Translation By Technology

U.S. president Barack Obama using simultaneous interpretation equipment during a meeting with a foreign head of state. — A number of companies now offer apps that can sensibly translate spoken phrases in one language into an enormous variety of other languages.

When Jonathan Werner, a technology specialist at Cape Elizabeth High School in Maine, was asked to work with two new students from Italy last year, he found that his once-sharp command of their language had lost its edge. Rather than stumbling through his sentences, however, Werner chose to download Google Translate, an app that quickly transforms spoken dialogue in one language to text or speech in another. He encouraged the students to do the same, and the results were immediate: "they could instantly interact with their teachers," Werner says. "This tool kept them functioning in real time instead of lagging behind."

Researchers have been working on automated translation for decades, but until recently a universal, high-functioning translation tool seemed to be the stuff of science fiction. Now a number of companies, including Google and Microsoft, offer apps that can sensibly translate spoken phrases in one language into an enormous variety of others. Similarly, an English-speaking caller can use Skype Translator to have a long-distance conversation with someone in Spanish, Italian, or Mandarin Chinese.

In each case, a speech recognition engine first transforms the raw audio into a transcript, then the system has to translate this basic text into the listener’s language and either pronounce it or spell it out on screen. These basic steps have not changed in decades, but the technology has become both more accurate and more versatile – quickly incorporating an increasing number of languages – because of the adaptation of machine learning techniques.

Previously, automated translation was based largely on rules specific to each language; expanding to a new dialect meant coding in new rules. Now, given data in the form of parallel texts, or documents translated from one language to another, machine learning algorithms can do this work independently. Computer scientist Atefeh Farzindar of NLP Technologies says the quality of these texts is hugely important. NLP, a Canadian company, trains its algorithms on official court documents that have been translated from French into English. Yet she also notes that the size of the corpus is critical, since the algorithms benefit from training on more data. In this sense, Google has a huge advantage: "Their corpus is the whole Internet," she notes.

Google Translate now covers 90 languages, and the company constantly trawls the Web for new pages that look like mirrors of each other (ideal texts include official United Nations transcripts or books). Google’s translation algorithms match up sentences in the two parallel texts, then look for phrases, sequences of a few words, and individual words that seem to appear together more frequently. When comparing Spanish and English texts, for example, the frequency with which "dog" and "perro" occur in parallel would suggest they have the same meaning. The technology tracks all these words, phrases, and sequences. "Then when we go to translate a sentence, we find the words and phrases in it that we think we have translations for, and we look at the most probable ones," says Macduff Hughes, director of engineering for Google Translate.

The system also runs the candidate sentences through a language model that corrects grammar and adheres to conventions. When translating the phrase "the big dog" from English to Spanish, for example, the language model flips the noun and adjective, as one would in the latter tongue. This in itself is not a huge advance. Previously, though, a language expert would have had to write in such rules. "The advance was to machine-learn it by looking at the data," says Hughes. "We were able to do word re-ordering for languages that we don’t speak."
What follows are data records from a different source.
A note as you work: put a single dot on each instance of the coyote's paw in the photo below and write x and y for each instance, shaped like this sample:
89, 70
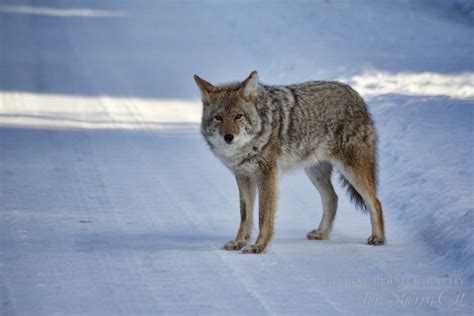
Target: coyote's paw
316, 235
252, 249
375, 240
234, 245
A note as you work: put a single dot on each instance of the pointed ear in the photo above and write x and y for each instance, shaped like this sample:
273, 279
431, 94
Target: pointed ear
204, 86
249, 88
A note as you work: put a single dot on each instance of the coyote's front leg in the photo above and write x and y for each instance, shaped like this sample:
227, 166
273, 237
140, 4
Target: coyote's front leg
267, 192
247, 190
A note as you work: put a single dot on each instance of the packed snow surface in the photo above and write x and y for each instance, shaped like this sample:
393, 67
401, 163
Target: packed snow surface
111, 203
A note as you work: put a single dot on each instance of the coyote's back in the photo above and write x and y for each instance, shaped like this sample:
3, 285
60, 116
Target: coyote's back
258, 130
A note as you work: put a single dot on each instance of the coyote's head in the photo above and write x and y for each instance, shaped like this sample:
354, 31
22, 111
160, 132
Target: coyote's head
230, 118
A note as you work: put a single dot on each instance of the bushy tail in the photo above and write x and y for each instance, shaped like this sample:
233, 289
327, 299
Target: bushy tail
356, 198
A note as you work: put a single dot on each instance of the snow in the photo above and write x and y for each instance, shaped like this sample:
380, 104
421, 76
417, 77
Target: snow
111, 203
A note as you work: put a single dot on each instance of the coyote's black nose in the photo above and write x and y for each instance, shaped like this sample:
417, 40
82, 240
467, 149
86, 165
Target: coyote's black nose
228, 138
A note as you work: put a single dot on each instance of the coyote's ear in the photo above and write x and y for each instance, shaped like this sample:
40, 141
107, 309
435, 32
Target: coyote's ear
204, 86
249, 88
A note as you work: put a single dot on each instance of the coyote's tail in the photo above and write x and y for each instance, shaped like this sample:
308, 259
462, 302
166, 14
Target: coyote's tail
356, 198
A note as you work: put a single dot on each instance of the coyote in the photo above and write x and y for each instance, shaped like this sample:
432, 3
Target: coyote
259, 130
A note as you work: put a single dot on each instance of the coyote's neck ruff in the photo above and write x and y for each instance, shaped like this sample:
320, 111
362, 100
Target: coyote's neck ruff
258, 130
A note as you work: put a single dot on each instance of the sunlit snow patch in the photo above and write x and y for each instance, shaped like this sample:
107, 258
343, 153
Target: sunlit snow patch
374, 83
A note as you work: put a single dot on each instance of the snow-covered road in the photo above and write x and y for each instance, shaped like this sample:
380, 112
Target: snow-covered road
110, 202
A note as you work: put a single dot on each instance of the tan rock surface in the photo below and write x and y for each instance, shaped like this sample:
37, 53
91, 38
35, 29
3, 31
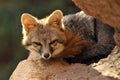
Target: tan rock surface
56, 70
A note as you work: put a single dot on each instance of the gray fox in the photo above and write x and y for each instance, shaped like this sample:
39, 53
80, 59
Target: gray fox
76, 37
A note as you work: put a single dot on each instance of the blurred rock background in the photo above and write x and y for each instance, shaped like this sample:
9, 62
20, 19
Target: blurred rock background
11, 50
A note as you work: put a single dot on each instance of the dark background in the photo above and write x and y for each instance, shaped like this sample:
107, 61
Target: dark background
11, 50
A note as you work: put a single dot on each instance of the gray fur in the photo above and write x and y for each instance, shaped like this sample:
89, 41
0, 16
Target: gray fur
95, 31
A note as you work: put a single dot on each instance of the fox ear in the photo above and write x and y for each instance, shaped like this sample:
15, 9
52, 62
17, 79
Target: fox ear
55, 19
28, 22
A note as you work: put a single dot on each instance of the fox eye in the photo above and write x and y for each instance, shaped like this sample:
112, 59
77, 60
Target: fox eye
37, 44
54, 43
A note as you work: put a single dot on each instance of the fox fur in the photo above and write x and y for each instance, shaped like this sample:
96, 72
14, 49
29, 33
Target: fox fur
77, 37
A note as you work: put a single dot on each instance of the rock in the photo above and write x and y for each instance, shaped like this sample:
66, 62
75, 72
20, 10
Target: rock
55, 70
110, 66
106, 10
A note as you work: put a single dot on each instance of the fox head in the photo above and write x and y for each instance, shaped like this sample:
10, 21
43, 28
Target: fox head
45, 37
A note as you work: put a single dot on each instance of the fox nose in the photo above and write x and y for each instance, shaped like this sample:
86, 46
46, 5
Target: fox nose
46, 55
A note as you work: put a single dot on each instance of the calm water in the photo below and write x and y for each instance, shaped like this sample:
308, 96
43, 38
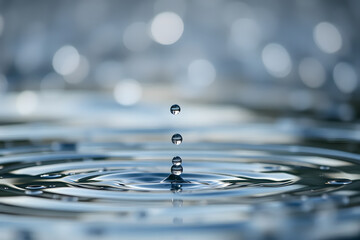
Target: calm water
229, 188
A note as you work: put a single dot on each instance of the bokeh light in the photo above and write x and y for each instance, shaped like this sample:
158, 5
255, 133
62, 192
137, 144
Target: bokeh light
167, 28
26, 102
276, 60
327, 37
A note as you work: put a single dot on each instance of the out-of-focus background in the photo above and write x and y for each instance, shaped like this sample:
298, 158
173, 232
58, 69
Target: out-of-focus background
278, 57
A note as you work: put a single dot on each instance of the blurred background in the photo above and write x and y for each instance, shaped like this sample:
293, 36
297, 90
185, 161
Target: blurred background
278, 57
Skype Translator, still in beta, faces a slightly different set of challenges because it is designed specifically for active conversations. When people are using a translation app, they enunciate. On the telephone, however, we mutter and pause; we fill conversational spaces with "umms" and "ahhs" as we formulate our next thought. To learn the difference between real words and mumbles, the Skype team trains its system on both exact transcriptions of speeches and cleaned-up versions, without repeated or partial words. "That teaches us the corrections we need to apply," explains Chris Wendt, program manager at Microsoft Research.

Wendt says the speech recognition engine also uses deep learning techniques that identify and then segregate different layers of patterns within the data. In the past, the system might have mastered one language only to sacrifice accuracy when forced to incorporate a heavily-accented version of that same speech. With deep learning, the system recognizes variations as different versions of the same language, and keeps them separate but linked. "Applying deep neural networks has enabled us to broaden the training data with a variety of accents without impacting the quality of the translation of the non-accented speakers," says Wendt. "That’s really the major practical gain."
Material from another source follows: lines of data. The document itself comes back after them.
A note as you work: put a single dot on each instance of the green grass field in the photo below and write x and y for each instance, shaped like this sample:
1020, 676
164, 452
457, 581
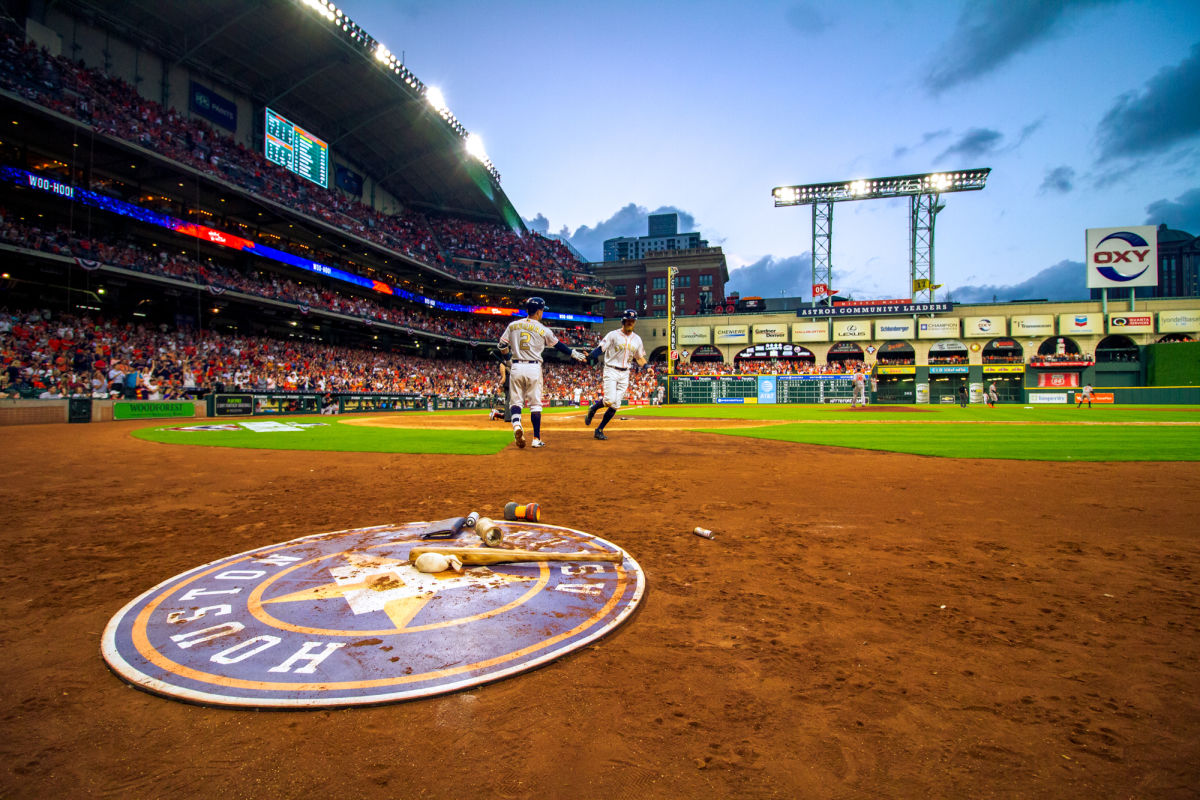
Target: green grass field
1015, 432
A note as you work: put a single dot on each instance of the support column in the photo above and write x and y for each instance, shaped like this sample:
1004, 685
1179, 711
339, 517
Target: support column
922, 212
822, 246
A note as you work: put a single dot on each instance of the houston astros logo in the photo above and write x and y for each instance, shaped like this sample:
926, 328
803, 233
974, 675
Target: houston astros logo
346, 619
1139, 248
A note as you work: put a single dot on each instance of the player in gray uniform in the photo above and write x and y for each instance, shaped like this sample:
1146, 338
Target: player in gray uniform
525, 340
621, 349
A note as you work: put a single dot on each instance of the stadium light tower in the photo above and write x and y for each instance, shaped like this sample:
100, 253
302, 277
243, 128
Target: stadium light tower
923, 192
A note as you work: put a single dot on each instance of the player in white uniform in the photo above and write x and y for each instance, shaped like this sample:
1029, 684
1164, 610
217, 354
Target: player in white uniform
621, 350
525, 340
859, 395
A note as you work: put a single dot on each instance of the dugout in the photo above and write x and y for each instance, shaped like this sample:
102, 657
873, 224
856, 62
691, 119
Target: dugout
1003, 350
1009, 383
784, 358
845, 353
707, 354
894, 384
895, 354
945, 383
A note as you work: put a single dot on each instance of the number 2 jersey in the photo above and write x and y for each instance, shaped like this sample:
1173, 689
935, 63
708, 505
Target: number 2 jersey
526, 338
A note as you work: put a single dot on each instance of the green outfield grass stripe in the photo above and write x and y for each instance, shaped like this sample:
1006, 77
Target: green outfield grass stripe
976, 413
1013, 441
335, 437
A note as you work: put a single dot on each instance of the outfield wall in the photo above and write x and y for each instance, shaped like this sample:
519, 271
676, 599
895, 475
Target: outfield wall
915, 385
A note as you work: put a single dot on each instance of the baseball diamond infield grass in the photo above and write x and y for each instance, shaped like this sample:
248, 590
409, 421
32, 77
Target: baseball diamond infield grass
1013, 432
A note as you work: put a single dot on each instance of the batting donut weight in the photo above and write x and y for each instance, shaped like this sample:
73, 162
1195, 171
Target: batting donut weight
489, 531
529, 512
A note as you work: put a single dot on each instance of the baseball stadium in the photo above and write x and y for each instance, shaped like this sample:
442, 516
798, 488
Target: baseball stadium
275, 341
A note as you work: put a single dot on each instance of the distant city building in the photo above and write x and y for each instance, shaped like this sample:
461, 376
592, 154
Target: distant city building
1179, 269
641, 283
664, 234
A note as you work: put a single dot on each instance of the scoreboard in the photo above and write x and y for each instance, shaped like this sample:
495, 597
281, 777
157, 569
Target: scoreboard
294, 149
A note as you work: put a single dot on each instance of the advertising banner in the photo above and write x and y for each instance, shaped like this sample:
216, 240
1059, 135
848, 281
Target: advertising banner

To maintain a conversational flow, the Skype technology has to be fast. As the speaker talks, the speech recognition system works in conjunction with the language model, and the system churns out the most likely translations. When the speaker pauses for 500 milliseconds, the system assumes he or she is finished, then chooses the translation with the highest probability of being correct.
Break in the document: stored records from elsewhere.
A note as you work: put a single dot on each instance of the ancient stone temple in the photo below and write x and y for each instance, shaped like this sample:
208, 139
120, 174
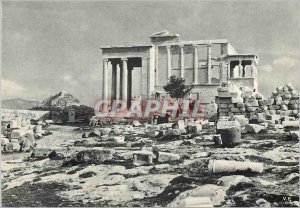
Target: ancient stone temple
141, 71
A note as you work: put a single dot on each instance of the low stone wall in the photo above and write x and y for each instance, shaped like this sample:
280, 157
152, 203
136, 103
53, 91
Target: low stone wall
9, 114
235, 99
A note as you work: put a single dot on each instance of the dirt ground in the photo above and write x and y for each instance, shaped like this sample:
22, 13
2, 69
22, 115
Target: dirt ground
44, 182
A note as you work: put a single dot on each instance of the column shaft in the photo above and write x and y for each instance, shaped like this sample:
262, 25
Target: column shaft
169, 61
181, 61
114, 81
195, 64
124, 79
105, 80
209, 64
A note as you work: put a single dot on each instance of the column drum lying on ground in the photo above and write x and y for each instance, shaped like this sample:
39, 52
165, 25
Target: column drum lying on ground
216, 166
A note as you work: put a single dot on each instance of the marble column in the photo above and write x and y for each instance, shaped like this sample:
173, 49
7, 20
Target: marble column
240, 68
105, 80
156, 65
195, 64
208, 63
168, 48
114, 81
118, 70
181, 61
124, 78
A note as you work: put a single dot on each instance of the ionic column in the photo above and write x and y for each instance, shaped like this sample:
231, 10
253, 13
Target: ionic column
240, 68
169, 60
105, 80
195, 64
181, 61
156, 65
253, 69
114, 81
124, 78
118, 86
208, 63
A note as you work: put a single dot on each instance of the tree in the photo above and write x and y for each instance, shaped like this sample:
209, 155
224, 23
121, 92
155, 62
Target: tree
176, 87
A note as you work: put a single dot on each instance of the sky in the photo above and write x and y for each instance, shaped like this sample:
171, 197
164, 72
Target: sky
55, 45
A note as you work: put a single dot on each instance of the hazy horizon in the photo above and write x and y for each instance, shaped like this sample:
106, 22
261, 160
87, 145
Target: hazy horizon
51, 46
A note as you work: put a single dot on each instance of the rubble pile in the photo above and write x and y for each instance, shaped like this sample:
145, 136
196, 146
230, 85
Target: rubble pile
229, 100
284, 101
235, 100
19, 134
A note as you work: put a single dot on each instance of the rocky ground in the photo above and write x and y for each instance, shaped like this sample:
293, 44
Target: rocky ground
50, 178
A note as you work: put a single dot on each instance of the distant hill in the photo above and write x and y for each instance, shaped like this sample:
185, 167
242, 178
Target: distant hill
60, 100
18, 103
Neither Skype Translator nor Google offer exact metrics on accuracy. Both say their technology is steadily improving, but they do not claim to have developed the perfect universal translator; there are still mistakes. Yet Werner, the high school technology specialist, says he has already seen a significant change from when he and his students began using Google Translate at the start of 2014 until today. "There were some flat-out hilarious translations at the outset," he says, noting one case in which the app seemed to suggest that one of the teachers was swearing (he was not). "But it has gotten way better just in the course of this year."

Gregory Mone is a Boston, MA-based writer and the author of the novel Dangerous Waters.